Studies show that generic drugs are clinically equivalent to brand-name drugs. Generic drugs contain the same active ingredients, strength, and dosage as the branded drug, and are approved by the FDA as bioequivalent to the brand-name version. Use of generic drugs has also increased in recent years.

However, today the specialty drug designation also applies to new, and highly expensive, drugs available to treat common conditions like hepatitis C as well, thereby having a much larger impact on overall pharmaceutical spending. Health insurance companies such as Blue Cross and Blue Shield outsource the prescription benefit to PBMs to handle all of the details, such as creating the formularies, corresponding co-pay levels and discount and rebate arrangements. In the U.S., the majority of the pharmaceutical wholesaler business is concentrated in a few companies that hold the majority of the market share.

The drugs move from manufacturers to wholesalers, the middlemen that provide the drug to the pharmacy or retailer who sells it to the end user. Once the drug is approved, then begins the marketing process to make the drug available for patients,” Seeley says.
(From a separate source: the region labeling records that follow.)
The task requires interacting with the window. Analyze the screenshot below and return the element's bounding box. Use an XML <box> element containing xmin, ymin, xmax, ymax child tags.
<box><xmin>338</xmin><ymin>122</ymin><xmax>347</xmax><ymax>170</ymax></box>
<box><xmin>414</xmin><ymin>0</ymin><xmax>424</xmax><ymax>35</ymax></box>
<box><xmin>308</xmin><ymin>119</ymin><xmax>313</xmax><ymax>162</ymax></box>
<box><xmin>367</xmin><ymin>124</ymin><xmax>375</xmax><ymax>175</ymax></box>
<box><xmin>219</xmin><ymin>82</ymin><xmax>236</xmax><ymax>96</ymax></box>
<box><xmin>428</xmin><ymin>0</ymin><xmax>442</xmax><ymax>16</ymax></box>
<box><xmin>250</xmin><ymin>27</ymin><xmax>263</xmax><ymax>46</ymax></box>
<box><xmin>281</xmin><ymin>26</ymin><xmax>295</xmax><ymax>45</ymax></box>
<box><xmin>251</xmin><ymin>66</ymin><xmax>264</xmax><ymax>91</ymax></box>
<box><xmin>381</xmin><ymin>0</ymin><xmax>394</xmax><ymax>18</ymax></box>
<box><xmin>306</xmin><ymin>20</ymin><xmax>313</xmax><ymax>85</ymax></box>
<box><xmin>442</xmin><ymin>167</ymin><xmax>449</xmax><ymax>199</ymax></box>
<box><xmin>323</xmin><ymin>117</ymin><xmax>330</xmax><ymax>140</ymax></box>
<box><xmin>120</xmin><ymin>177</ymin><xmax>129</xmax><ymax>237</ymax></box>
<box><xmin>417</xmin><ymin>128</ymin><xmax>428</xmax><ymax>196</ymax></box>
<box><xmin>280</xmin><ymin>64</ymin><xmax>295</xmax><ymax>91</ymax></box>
The pharmaceutical supply process through which medications travel to patients is multi-faceted, involving a number of stakeholders,” says Elizabeth Seeley, MS, PhD, Adjunct Lecturer in Health Policy and Management at the Harvard T.H. Chan School of Public Health.

In 2007, 40 percent of the worldwide total of approximately 6,500 drugs in clinical development were originated in the U.S. In addition, the authors point out that in recent years the financial commitment made by the National Institutes of Health (NIH) to biomedical research to develop new treatments has been disappointing in scope due to budget cuts, inflationary losses, and increases in development costs. The United States is the worldwide leader in per capita prescription drug spending , representing between 30 and 40 percent of the worldwide market.

For example, the Forum on Drug Development, which looks at ways to improve the pharmaceutical system, has convened workshops on ⢠Emerging Safety Science (April 23, 2007); ⢠The Future of Drug Safety: Challenges for the FDA (March 12, 2007); ⢠Addressing the Barriers to Development in Pediatrics (June 13, 2006); ⢠Understanding the Benefits and Risks of Pharmaceuticals (May 30, 2006); and ⢠Adverse Drug Event Reporting (November 3, 2005).